In the old days, public sculpture was a fairly easy proposition.
You had your man on a horse. You had your city leader with his hand in his jacket, looking nobly to the future, holding a document to indicate he was the Father of the Sanitary Horsemeat Act or some such thing. You had an abstract virtue like Charity or Wisdom in female form, marble hand to stony sternum, gazing out with serenity; sometimes she looked as if she was crying for our loss of virtue, but that was usually pigeon stuff.
It’s different now. From the description of the sculpture known as MIMMI that will rise by the new Vikings stadium:
By aggregating the positivity and negativity of tweets in real time, MIMMI transmits the abstracted emotion of the city to a series of Wi-Fi-enabled LED bulbs and integrated misting system.
Translation, if you need one: It’s a big floating thing that’s connected to the Internet, reads local tweets, determines the overall mood and turns them into colors.
There is also a dancing component. The more people dance near the sculpture, the more mist it will produce. You can find relief on a hot day, providing you are willing to Frug in public or execute some sort of modified Watusi. It may not recognize the Twist as a dance; it may interpret that as a vigorous attempt to grind out a cigarette butt. It depends on how relaxed the definition of “dance” is, and I suspect the program accepts any sustained spasmodic thrashing and mists accordingly.
This is where the classic Met Stadium-era Vikings fan looks at the paper, imagines a bunch of hippies waving their arms in the rain in front of a stadium dedicated to football, and thinks, “OK, I’m done with this world. Next.”
Since MIMMI bases its changing color on tweets, that means its view of local emotions will come only from those on Twitter. Minneapolis is 32nd in the world when it comes to people who put the city name in their tweets, according to Twitter Grader, although this hardly means they represent the city’s mood. It’s establishing the city’s mood based on the faces of people on the bus.
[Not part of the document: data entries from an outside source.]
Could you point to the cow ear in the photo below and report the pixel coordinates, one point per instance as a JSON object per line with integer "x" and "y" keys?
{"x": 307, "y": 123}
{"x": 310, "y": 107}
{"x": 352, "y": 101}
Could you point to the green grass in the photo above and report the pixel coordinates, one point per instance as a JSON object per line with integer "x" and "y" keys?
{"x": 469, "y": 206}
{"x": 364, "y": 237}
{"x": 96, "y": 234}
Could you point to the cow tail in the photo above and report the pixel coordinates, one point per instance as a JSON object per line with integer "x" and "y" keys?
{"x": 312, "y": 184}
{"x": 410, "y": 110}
But this is great. Oh, it could be more historic and local; you could have a giant statue of Bud Grant in the arms of the Pillsbury Doughboy, but no one makes sculptures like that anymore. You could put up an enormous block of marble and let people hack at it for a few decades, just to see what we make when we put our collective minds to it. But you know somehow that eventually it would be turned into a giant wedge of cheese by prankster Packers fans.
No, this isn’t just interesting. It’s a piece of public art people will actually make a point of seeing, like the Spoonbridge.
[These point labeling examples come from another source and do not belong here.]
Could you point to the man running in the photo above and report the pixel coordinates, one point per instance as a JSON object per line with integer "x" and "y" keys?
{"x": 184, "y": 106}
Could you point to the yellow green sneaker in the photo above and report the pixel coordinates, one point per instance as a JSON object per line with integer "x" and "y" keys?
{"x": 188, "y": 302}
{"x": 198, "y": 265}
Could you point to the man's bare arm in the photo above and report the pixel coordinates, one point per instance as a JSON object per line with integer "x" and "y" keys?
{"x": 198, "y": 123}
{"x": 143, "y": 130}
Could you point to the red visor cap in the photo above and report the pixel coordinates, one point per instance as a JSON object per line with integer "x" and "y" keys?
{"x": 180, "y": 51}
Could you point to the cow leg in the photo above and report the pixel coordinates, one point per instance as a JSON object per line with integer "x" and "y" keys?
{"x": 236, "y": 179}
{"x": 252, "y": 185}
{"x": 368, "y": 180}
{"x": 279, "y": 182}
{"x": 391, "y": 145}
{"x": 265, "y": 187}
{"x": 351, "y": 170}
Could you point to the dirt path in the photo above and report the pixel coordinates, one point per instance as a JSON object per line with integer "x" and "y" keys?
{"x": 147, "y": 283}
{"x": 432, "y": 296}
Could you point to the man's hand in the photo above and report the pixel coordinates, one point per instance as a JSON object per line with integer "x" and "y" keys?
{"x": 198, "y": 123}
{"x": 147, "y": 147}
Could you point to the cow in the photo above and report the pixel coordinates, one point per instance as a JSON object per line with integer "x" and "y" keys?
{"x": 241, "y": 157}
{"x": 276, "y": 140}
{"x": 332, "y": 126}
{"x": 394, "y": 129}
I guarantee you it’ll be manipulated the first week it’s in operation. There will be a concerted effort to tweet certain words to influence the algorithm.
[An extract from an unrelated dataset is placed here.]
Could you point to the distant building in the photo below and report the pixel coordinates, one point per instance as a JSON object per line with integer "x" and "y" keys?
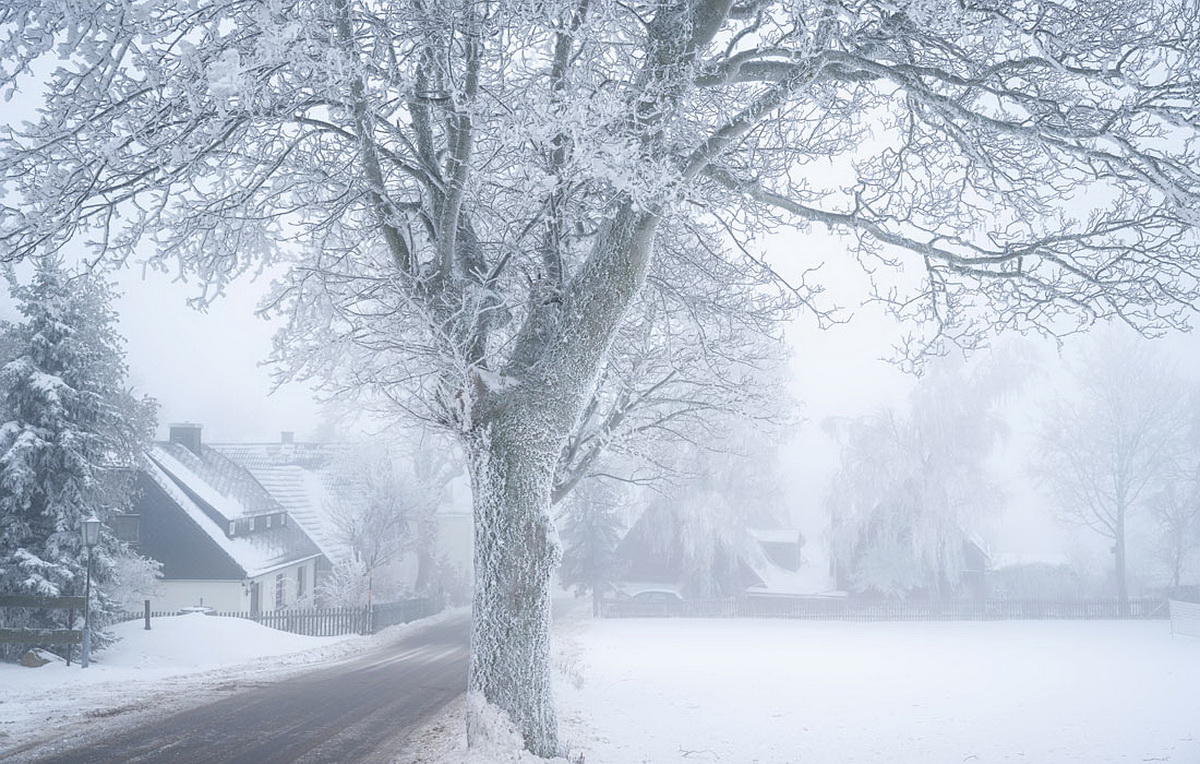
{"x": 250, "y": 527}
{"x": 222, "y": 539}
We’ll all tweet “happy” and “fun” and “beautiful” for an hour straight, and the thing will glow and mist, and then we’ll tweet “horror” and “angry” and “evil,” only to discover that the thing throbs red and mists sulfuric acid. The best hack will be a series of conflicting emotions that run the spectrum of human experience, resulting in the thing going full plaid, then exploding.
But why just tweets? Why not Facebook updates? The lights could flash quickly to indicate people quickly scrolling down their feed and not reading anything — OK… baby… baby school… concert… picnic… blurry concert picture… whatev… You could get a real-time feed of how much sharing people are ignoring.
MIMMI stands for Minneapolis Interactive Macro-Mood Installation, but what if it stood for the Moderately Intrusive Minnesota-Multiphasic Installation? That’s the famous test that determines your mental state. It has questions like:
I sometimes think someone is reading my mail. (How would you answer that one these days anyway?) Sometimes people talk about me when I’m not around. (What newspaper columnist would say “no”?) I think people are following me. (I’m on Twitter. I hope they’re following me.)
And so on. Regardless of how people answered, it would provide additional input besides the narrow range of passive-aggressive snark Twitter users deal out 10 times an hour.
How do you communicate Passive-Aggressive Minnesota behavior with color, anyway? Lots of gray with occasional flashes of red? A wan yellow that never fades and never brightens? We’ll find out.
Guaranteed the thing will be full purple on game day, with occasional moments of beer-and-brat brown during the tailgating hours. If the Vikes lose — I know, I know, but it could happen — the lights go dim and the mist turns to sleet.
Sculpture that actually cries on our behalf: That’s art.